Hegel's Concept of Life

Hegel's Concept of Life PDF Author: Karen Ng
Publisher: Oxford University Press
ISBN: 0190947640
Category : Philosophy
Languages : en
Pages : 337

Book Description
Karen Ng sheds new light on Hegel's famously impenetrable philosophy. She does so by offering a new interpretation of Hegel's idealism and by foregrounding Hegel's Science of Logic, revealing that Hegel's theory of reason revolves around the concept of organic life. Beginning with the influence of Kant's Critique of Judgment on Hegel, Ng argues that Hegel's key philosophical contributions concerning self-consciousness, freedom, and logic all develop around the idea of internal purposiveness, which appealed to Hegel deeply. She charts the development of the purposiveness theme in Kant's third Critique, and argues that the most important innovation from that text is the claim that the purposiveness of nature opens up and enables the operation of the power of judgment. This innovation is essential for understanding Hegel's philosophical method in the Differenzschrift (1801) and Phenomenology of Spirit (1807), where Hegel, developing lines of thought from Fichte and Schelling, argues against Kant that internal purposiveness constitutes cognition's activity, shaping its essential relation to both self and world.

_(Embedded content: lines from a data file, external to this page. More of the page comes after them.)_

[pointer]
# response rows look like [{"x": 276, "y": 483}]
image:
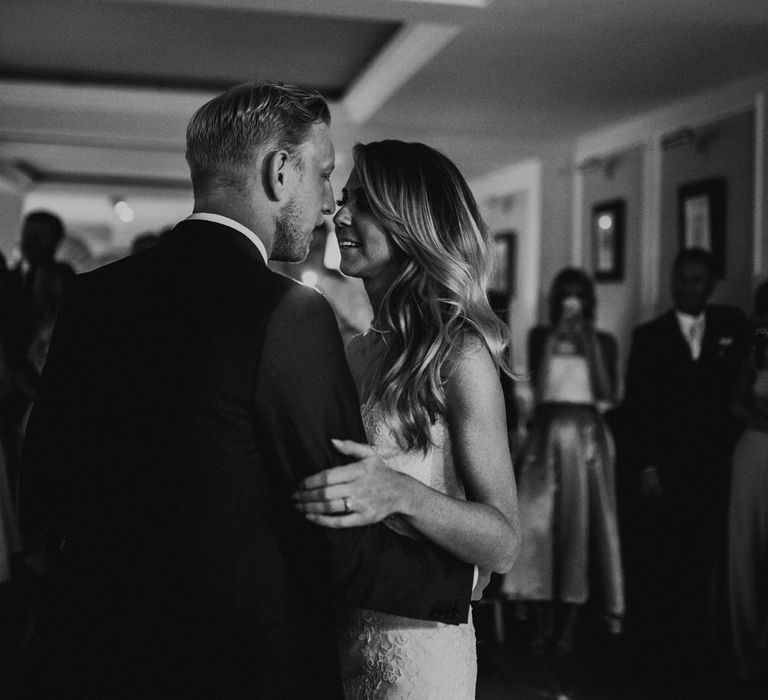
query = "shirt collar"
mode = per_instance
[
  {"x": 687, "y": 320},
  {"x": 231, "y": 223}
]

From there, Ng defends a new and detailed interpretation of Hegel's Science of Logic, arguing that Hegel's Subjective Logic can be understood as Hegel's version of a critique of judgment, in which life comes to be understood as opening up the possibility of intelligibility. She makes the case that Hegel's theory of judgment is modelled on reflective and teleological judgments, in which something's species or kind provides the objective context for predication. The Subjective Logic culminates in the argument that life is a primitive or original activity of judgment, one that is the necessary presupposition for the actualization of self-conscious cognition. Through bold and ambitious new arguments, Ng demonstrates the ongoing dialectic between life and self-conscious cognition, providing ground-breaking ways of understanding Hegel's philosophical system.